Nova York recorda os atentados de 11 de setembro sem Donald Trump
Nova York recorda, nesta sexta-feira (11), os 25 anos dos piores atentados perpetrados em território americano, sem o presidente dos Estados Unidos, Donald Trump, e em meio à rejeição de conservadores à participação, na cerimônia, do primeiro prefeito muçulmano da cidade.
Trump optou por comparecer a outra cerimônia, no Pentágono, sede do Departamento da Defesa e também alvo dos atentados de 11 de setembro de 2001, em vez de estar presente no chamado "Marco Zero" de Nova York, onde ficavam as Torres Gêmeas derrubadas por dois aviões comerciais sequestrados pelo grupo terrorista Al-Qaeda.
O vice-presidente JD Vance está na cerimônia no sul de Manhattan, ao lado dos quatro ex-presidentes americanos, os democratas Joe Biden, Barack Obama e Bill Clinton, assim como o republicano George W. Bush, que governava o país no dia em que os ataques mataram quase 3.000 pessoas.
Ao lado deles está Zohran Mamdani, de 34 anos, integrante da ala esquerda do Partido Democrata e primeiro prefeito de Nova York a prestar juramento sobre o Alcorão.
Os parentes das vítimas começaram a ler a longa lista de nomes dos falecidos em meio a forte vigilância policial. "Todo ano é um período muito difícil para nós, e este ano ainda mais porque chegamos ao marco dos 25 anos", declarou à AFP John Fila, um bombeiro que acompanhava, a algumas centenas de metros, outra cerimônia em Manhattan.
Após os atentados, os atos antimuçulmanos dispararam em Nova York e no restante dos Estados Unidos. A polícia também reforçou a vigilância sobre as comunidades muçulmanas em nome da luta contra o islamismo, com base em um programa que posteriormente foi abandonado.
Em 2001, "é claro que já havia uma população muçulmana em Nova York, mas era menos numerosa e praticamente não tinha peso político. Desde então, a situação mudou consideravelmente, tanto na cidade como em escala nacional", declarou à AFP o cientista político Lincoln Mitchell.
Apesar disso, algumas vozes conservadoras pediram que Mamdani não participasse das cerimônias, incluindo Rudy Giuliani, prefeito de Nova York na época dos atentados e que depois foi advogado de Donald Trump.
Giuliani se declarou ofendido com a presença do jovem prefeito no "Marco Zero".

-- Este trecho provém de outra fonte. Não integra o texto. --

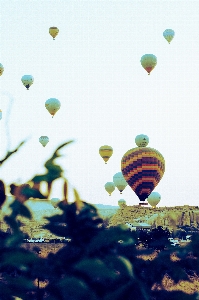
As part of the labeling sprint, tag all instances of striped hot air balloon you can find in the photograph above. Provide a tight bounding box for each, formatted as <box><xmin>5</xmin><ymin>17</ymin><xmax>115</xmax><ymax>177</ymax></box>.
<box><xmin>121</xmin><ymin>147</ymin><xmax>165</xmax><ymax>203</ymax></box>
<box><xmin>99</xmin><ymin>145</ymin><xmax>113</xmax><ymax>164</ymax></box>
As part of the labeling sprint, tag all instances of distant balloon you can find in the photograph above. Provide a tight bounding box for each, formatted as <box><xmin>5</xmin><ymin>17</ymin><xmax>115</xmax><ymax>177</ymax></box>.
<box><xmin>104</xmin><ymin>182</ymin><xmax>115</xmax><ymax>196</ymax></box>
<box><xmin>99</xmin><ymin>145</ymin><xmax>113</xmax><ymax>164</ymax></box>
<box><xmin>121</xmin><ymin>147</ymin><xmax>165</xmax><ymax>201</ymax></box>
<box><xmin>21</xmin><ymin>75</ymin><xmax>34</xmax><ymax>90</ymax></box>
<box><xmin>51</xmin><ymin>198</ymin><xmax>60</xmax><ymax>208</ymax></box>
<box><xmin>140</xmin><ymin>54</ymin><xmax>157</xmax><ymax>75</ymax></box>
<box><xmin>45</xmin><ymin>98</ymin><xmax>61</xmax><ymax>118</ymax></box>
<box><xmin>39</xmin><ymin>136</ymin><xmax>49</xmax><ymax>147</ymax></box>
<box><xmin>0</xmin><ymin>64</ymin><xmax>4</xmax><ymax>76</ymax></box>
<box><xmin>135</xmin><ymin>134</ymin><xmax>149</xmax><ymax>147</ymax></box>
<box><xmin>113</xmin><ymin>172</ymin><xmax>128</xmax><ymax>194</ymax></box>
<box><xmin>49</xmin><ymin>27</ymin><xmax>59</xmax><ymax>40</ymax></box>
<box><xmin>163</xmin><ymin>29</ymin><xmax>175</xmax><ymax>44</ymax></box>
<box><xmin>147</xmin><ymin>192</ymin><xmax>161</xmax><ymax>208</ymax></box>
<box><xmin>118</xmin><ymin>199</ymin><xmax>126</xmax><ymax>206</ymax></box>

Com mais de 100.000 assinaturas de apoio, uma petição acusa Mamdani de estar associado a pessoas "desdenhosas das instituições americanas ou insuficientemente críticas em relação às ideologias extremistas", sem apontar quais.
Membro da pequena organização Socialistas Democráticos da América, Mamdani é um ativista comprometido com a causa palestina e muito crítico a Israel, país que acusa de ter perpetrado um "genocídio" em Gaza.
Durante a semana, ele anunciou a divulgação de dezenas de milhares de documentos que revelariam, segundo ele, que a cidade ocultou informações sobre a toxicidade do ar após os atentados contra o World Trade Center.
Além das 2.977 pessoas que morreram nos Estados Unidos no dia dos atentados, principalmente em Nova York, mais de 9.400 faleceram posteriormente em consequência de doenças relacionadas à exposição a substâncias tóxicas, segundo o programa federal de acompanhamento médico.
"As pessoas ficaram doentes porque os dirigentes em quem confiavam mentiram ao afirmar que poderiam respirar sem perigo um ar tóxico", afirmou Mamdani. Entre os que poderiam ser acusados estão Rudy Giuliani e Michael Bloomberg, eleito prefeito em novembro de 2001.
Segundo o SITE Intelligence Group, organização especializada em vigilância de páginas islamistas, a Al-Qaeda publicou imagens de seu líder na época dos atentados, Osama bin Laden, e de seu filho Hamza, por ocasião do aniversário.
Bin Laden foi morto em 2011 em uma operação americana; seu filho, em 2019, de acordo com Trump.
Vinte e cinco anos depois dos atentados, há quase "100 milhões de americanos que ainda não tinham nascido ou eram muito jovens para se lembrar deles", destaca Beth Hillman, presidente do Museu e Memorial do 11 de Setembro.
Concentrada durante muito tempo na "preservação da memória", a instituição agora intensifica os esforços para divulgar e educar, com testemunhas capacitadas para falar a públicos que só conheceram os fatos por meio de seus pais ou na escola.